Note: this is based on this post at physics stack exchange, but I thought it would be good to cross-post the final question here as well since it's pretty mathematical in nature.
Given the following inequality
$$ (z_2 \cos \theta - z_1)^2 + (z_2 \sin \theta)^2 - a^2 \geq 0 $$
where $z_1$, $z_2$, and $\theta$ are independent random variables, and $a$ is a positive real number.
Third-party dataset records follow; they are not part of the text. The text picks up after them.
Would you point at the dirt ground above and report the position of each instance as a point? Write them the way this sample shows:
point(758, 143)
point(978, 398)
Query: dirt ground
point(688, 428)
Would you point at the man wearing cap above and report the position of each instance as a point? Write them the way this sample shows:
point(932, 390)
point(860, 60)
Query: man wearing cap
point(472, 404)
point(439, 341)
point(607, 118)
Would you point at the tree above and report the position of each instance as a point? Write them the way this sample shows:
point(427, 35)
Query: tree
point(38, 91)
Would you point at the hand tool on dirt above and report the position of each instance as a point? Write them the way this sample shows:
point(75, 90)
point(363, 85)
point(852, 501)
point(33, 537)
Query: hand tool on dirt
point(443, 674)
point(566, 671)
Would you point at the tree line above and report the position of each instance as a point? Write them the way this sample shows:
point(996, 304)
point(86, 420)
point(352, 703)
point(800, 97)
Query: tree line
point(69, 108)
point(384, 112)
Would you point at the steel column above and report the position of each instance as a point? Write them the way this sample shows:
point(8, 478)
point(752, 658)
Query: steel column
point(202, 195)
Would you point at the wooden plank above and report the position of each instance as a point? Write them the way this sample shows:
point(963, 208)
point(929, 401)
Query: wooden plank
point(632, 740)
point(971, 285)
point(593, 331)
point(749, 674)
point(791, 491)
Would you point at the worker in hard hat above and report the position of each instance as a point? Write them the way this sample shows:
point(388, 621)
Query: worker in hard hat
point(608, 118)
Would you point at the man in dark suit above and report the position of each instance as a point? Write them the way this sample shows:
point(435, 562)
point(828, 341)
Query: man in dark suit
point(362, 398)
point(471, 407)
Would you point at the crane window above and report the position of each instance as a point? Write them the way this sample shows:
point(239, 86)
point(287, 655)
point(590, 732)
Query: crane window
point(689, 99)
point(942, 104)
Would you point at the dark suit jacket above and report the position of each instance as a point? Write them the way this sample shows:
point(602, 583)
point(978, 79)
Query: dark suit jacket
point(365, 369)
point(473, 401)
The values of $z_1$ and $z_2$ follow a Gaussian distribution such that
$$P(z) = \frac{1}{\sqrt{2\sigma^2 \pi}}\exp{\left(-\frac{z^2}{2\sigma^2}\right)} $$
and the value of $\sigma$ is known. $\theta$ has a uniform distribution given by
$$P_{phase}(\theta_i) = 1/2\pi; \quad \theta_i\in[0,2\pi]$$
What is the probability that the initial inequality is true?
I feel like there should be some way to evaluate this by somehow integrating $z_1$ and $z_2$ from $-\infty$ to $+\infty$ and $\theta$ from $0$ to $2\pi$, but I can't figure out how to put it in terms of the combined probability of all three variables making that inequality true.
I could of course evaluate this numerically by doing a brute-force Monte Carlo approach, but I feel like there should be some kind of closed-form integral or something, even if that integral ultimately has to be evaluated numerically.